Barber credits GenHERation with helping companies reach a wider pool of prepared, ambitious female candidates. “I get CEOs of tech companies telling me all the time, ‘My teams run better with women on them, and I want women in some of these roles,’” she says. “They are saying, ‘We want them there, but they aren’t applying, so please figure out ways to get them here.’”

That’s why Southwest Airlines chose to work with GenHERation, says Kimberly Grenier, the company’s community engagement manager. By meeting students early, sometimes at the beginning of high school, they can guide them toward the classes or internships needed to secure positions.

“We are very passionate about building the talent pipeline,” she says. “These women are the leaders of tomorrow.” Southwest recently ran a “pilot challenge” on the site, asking GenHERation members for ideas on ways to recruit future pilots and promising 30-minute phone-mentoring sessions and $50 Southwest gift cards for the top submissions.
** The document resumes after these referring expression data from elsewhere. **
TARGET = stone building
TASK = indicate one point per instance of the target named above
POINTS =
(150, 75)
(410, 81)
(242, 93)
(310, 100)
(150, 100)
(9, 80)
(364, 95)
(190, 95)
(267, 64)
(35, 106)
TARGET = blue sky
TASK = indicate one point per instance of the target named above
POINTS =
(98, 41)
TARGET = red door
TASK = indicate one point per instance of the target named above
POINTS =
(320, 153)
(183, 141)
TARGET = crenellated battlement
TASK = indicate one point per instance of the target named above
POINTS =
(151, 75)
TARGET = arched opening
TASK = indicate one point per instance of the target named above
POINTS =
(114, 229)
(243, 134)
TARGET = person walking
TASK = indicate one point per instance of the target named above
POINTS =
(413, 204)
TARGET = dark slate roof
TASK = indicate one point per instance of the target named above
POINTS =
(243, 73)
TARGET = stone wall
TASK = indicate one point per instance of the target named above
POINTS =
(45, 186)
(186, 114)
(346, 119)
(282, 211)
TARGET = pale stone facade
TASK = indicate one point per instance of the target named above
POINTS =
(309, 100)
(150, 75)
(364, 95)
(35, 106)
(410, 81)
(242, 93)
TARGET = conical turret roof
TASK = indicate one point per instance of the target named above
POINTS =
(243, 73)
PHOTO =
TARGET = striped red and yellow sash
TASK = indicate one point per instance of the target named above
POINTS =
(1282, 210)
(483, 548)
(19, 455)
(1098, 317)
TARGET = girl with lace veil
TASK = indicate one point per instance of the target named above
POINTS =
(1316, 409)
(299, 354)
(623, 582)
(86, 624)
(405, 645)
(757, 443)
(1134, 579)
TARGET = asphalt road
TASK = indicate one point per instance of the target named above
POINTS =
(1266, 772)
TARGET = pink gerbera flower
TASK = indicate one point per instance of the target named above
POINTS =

Grasso and GenHERation have earned plaudits from former First Lady Michelle Obama, who invited Grasso to attend a Broadway event with women leaders like the Queen of Jordan and musician Sara Bareilles. More concretely, Grasso recently completed a round of investment that provided $500,000 to expand operations. The site recently listed 75,000 members, 60 national events, and 50 partner companies.

When asked about her ambitions for GenHERation, Grasso’s response is straightforward: “We want to be the ultimate destination for women who want to take over the world.”